Title:High-Harmonic Optical Vortex Generation from a Plasma Aperture

Abstract:When a high-power, femtosecond, circularly polarized (CP) laser pulse is incident on a micrometer-scale aperture in a solid foil target, it drives surface plasma oscillation, generating high-order harmonic vortices in the diffracted light. However, this mechanism has so far only been studied theoretically under ideal conditions. In this work, we perform numerical studies on more realistic situations. In particular, we focus on a scenario where the laser is obliquely incident on the target surface to avoid the potential damage of the optics by the reflected light. We demonstrate that increasing oblique incidence angle, reducing target thickness, and improving laser contrast can enhance the harmonic conversion efficiency.
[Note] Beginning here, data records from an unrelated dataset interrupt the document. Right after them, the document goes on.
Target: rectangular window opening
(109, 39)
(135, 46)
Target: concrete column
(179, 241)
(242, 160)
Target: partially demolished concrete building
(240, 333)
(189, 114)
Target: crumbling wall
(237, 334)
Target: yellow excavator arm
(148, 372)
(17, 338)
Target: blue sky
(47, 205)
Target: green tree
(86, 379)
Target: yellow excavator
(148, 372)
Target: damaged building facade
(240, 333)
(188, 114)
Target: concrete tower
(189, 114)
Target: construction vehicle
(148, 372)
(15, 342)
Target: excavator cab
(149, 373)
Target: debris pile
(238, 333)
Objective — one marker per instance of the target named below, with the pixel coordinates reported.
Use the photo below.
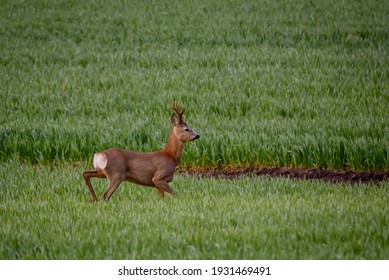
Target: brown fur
(153, 169)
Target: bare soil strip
(335, 176)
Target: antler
(177, 111)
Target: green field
(272, 83)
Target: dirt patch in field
(335, 176)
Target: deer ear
(175, 120)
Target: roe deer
(152, 169)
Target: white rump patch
(99, 161)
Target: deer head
(180, 128)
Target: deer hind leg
(162, 187)
(92, 174)
(160, 192)
(113, 185)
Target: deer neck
(174, 148)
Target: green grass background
(277, 83)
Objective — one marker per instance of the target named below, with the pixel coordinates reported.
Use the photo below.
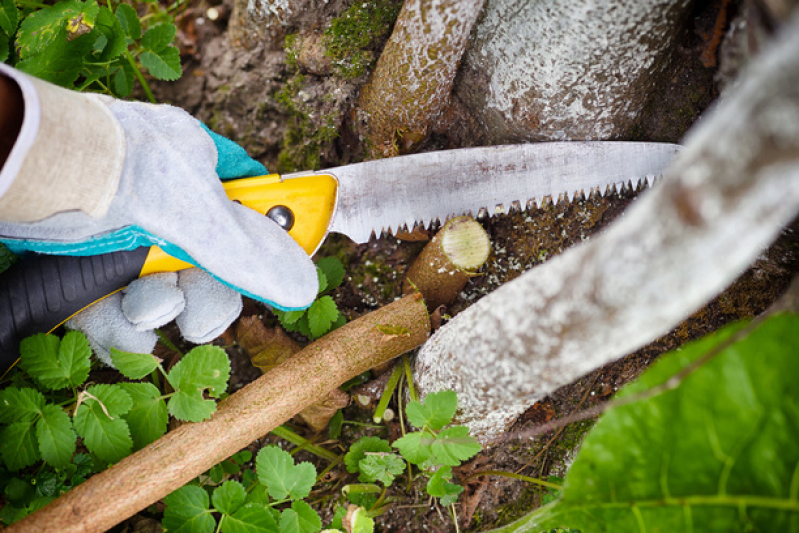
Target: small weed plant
(323, 315)
(272, 499)
(49, 409)
(84, 45)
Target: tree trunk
(566, 69)
(728, 195)
(413, 78)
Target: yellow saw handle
(311, 199)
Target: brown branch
(150, 474)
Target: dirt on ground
(266, 103)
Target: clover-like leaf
(148, 418)
(99, 421)
(284, 479)
(436, 411)
(204, 368)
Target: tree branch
(727, 197)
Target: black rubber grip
(41, 291)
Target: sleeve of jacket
(68, 155)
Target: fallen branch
(150, 474)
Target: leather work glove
(202, 308)
(167, 193)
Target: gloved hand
(202, 308)
(170, 195)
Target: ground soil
(235, 92)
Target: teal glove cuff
(233, 161)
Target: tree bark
(566, 69)
(147, 476)
(727, 197)
(413, 78)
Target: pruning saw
(41, 292)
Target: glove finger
(152, 301)
(210, 306)
(105, 326)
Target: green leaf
(301, 518)
(129, 20)
(357, 451)
(99, 421)
(133, 365)
(110, 28)
(322, 280)
(48, 26)
(5, 51)
(9, 16)
(56, 364)
(57, 440)
(290, 317)
(361, 522)
(163, 64)
(20, 405)
(416, 447)
(284, 479)
(124, 78)
(187, 511)
(718, 453)
(382, 467)
(439, 486)
(333, 269)
(229, 497)
(20, 448)
(436, 411)
(454, 445)
(148, 418)
(250, 518)
(321, 315)
(158, 37)
(203, 368)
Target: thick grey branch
(733, 188)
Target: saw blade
(389, 194)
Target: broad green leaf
(284, 479)
(133, 365)
(46, 26)
(301, 518)
(322, 280)
(229, 497)
(158, 37)
(204, 368)
(56, 363)
(20, 405)
(454, 445)
(9, 16)
(361, 522)
(99, 421)
(382, 467)
(416, 447)
(111, 29)
(718, 453)
(333, 269)
(129, 20)
(321, 315)
(5, 51)
(357, 451)
(20, 448)
(439, 486)
(148, 418)
(250, 518)
(56, 438)
(436, 411)
(163, 64)
(124, 78)
(187, 511)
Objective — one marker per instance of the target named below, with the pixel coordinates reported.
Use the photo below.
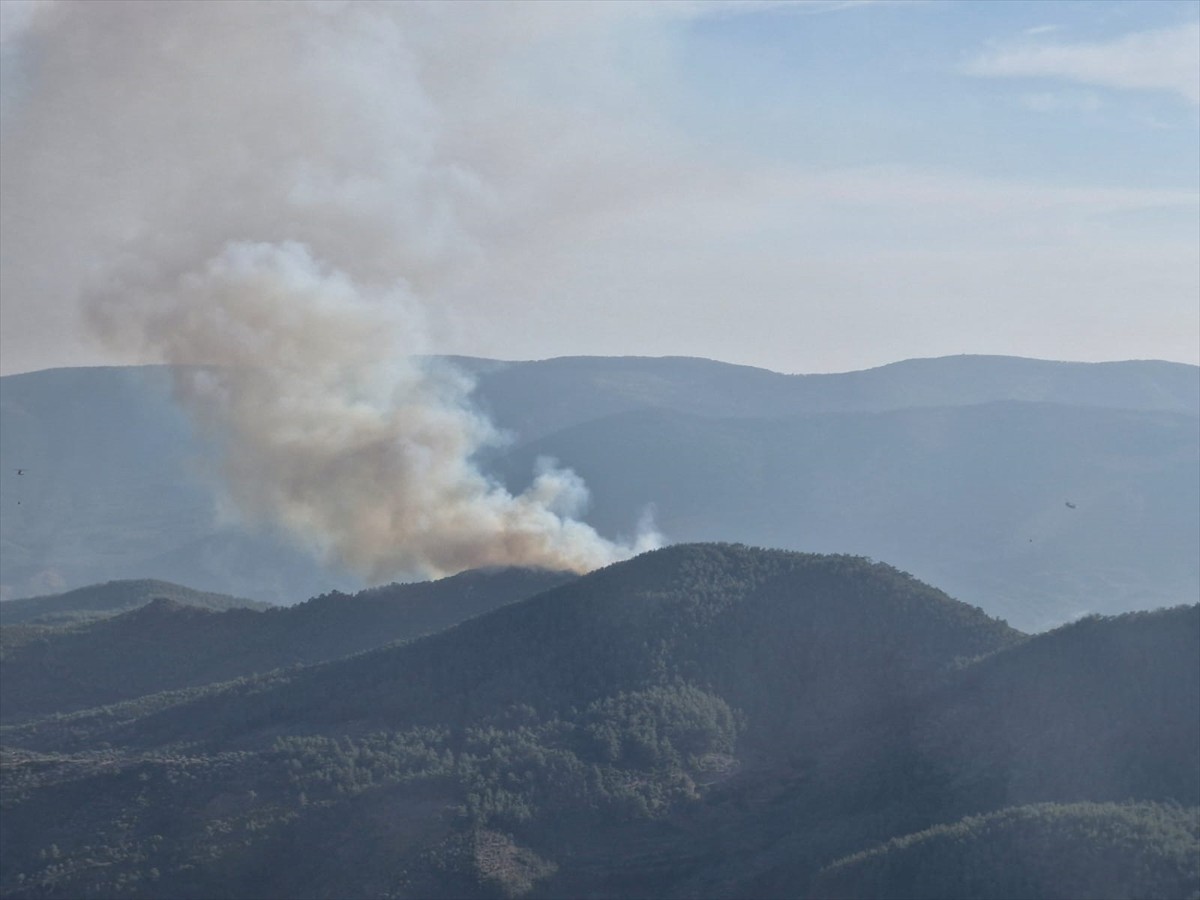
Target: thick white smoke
(270, 195)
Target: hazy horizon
(803, 187)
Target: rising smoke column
(267, 195)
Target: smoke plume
(274, 197)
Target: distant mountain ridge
(887, 462)
(113, 598)
(169, 645)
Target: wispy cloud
(1061, 102)
(1162, 59)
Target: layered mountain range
(703, 720)
(1041, 491)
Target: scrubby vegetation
(701, 721)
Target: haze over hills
(958, 469)
(705, 720)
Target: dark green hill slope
(1105, 709)
(168, 646)
(113, 598)
(1101, 709)
(802, 643)
(705, 720)
(1043, 852)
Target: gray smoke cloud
(273, 196)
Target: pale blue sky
(888, 83)
(807, 187)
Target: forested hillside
(705, 720)
(167, 645)
(112, 598)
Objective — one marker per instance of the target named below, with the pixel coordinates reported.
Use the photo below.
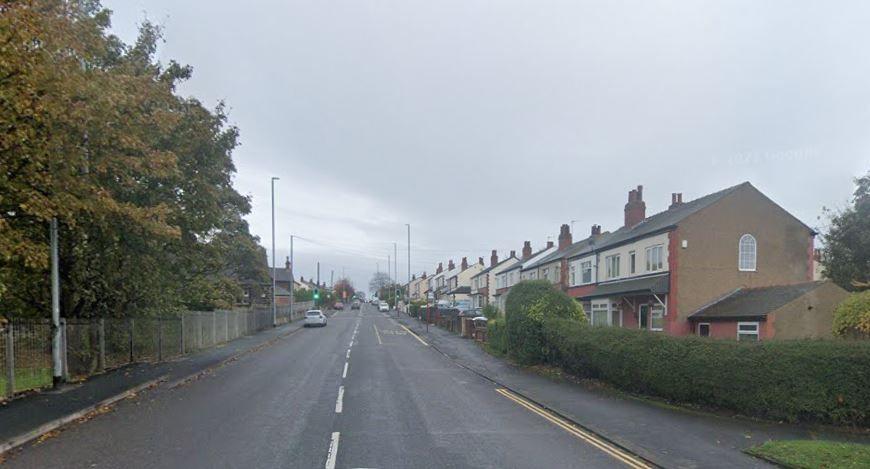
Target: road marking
(415, 335)
(333, 450)
(339, 403)
(377, 334)
(616, 452)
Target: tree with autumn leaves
(139, 178)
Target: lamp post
(274, 283)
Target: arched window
(746, 253)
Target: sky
(484, 124)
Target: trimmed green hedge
(824, 381)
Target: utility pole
(292, 278)
(274, 307)
(57, 363)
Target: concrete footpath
(28, 417)
(665, 435)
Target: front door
(643, 317)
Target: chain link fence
(91, 346)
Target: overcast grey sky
(483, 124)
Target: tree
(343, 289)
(139, 178)
(846, 257)
(379, 281)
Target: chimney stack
(635, 209)
(565, 238)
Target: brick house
(658, 272)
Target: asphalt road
(361, 392)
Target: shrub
(526, 307)
(496, 336)
(796, 380)
(852, 316)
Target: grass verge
(814, 454)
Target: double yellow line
(618, 453)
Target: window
(612, 263)
(586, 271)
(657, 318)
(654, 261)
(747, 331)
(746, 253)
(600, 313)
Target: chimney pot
(527, 250)
(635, 209)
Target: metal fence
(91, 346)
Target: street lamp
(274, 283)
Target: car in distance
(314, 317)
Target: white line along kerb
(339, 403)
(333, 451)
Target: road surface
(361, 392)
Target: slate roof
(666, 219)
(658, 284)
(486, 270)
(754, 302)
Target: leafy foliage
(847, 243)
(797, 380)
(527, 305)
(139, 178)
(852, 316)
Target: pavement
(665, 435)
(362, 392)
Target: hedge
(852, 316)
(823, 381)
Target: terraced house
(681, 270)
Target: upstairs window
(586, 271)
(612, 263)
(746, 253)
(654, 258)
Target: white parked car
(315, 317)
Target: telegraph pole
(274, 285)
(292, 278)
(57, 364)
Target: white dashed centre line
(339, 403)
(333, 450)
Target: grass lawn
(28, 378)
(814, 454)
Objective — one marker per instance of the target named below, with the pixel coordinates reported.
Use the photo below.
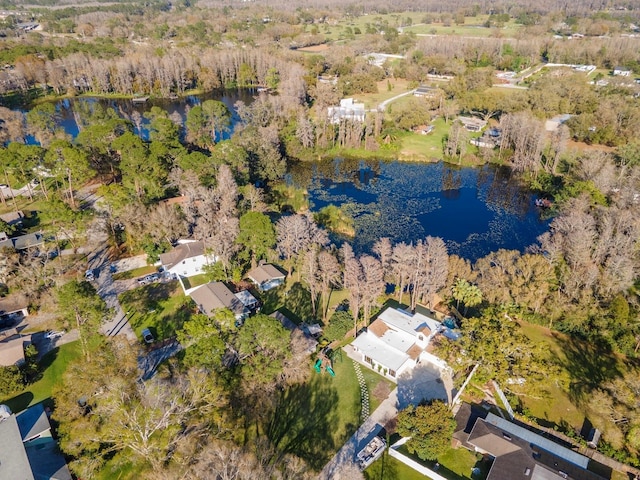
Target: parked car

However, the generated harmonic beams may contain both Laguerre-Gaussian (LG) (vortex) and non-LG components under non-ideal conditions. We show that they can be separated by their divergence, as the vortex components has smaller diverging angle. In addition, we have performed computational analyses on the harmonic divergence angles and topological charge spectra of vortex high-order harmonics under different conditions. These high-order harmonic pure LG modes can potentially be filtered out for wide range of fundamental and applied physics researches. This study provides valuable insights for the design and implementation of future experiments.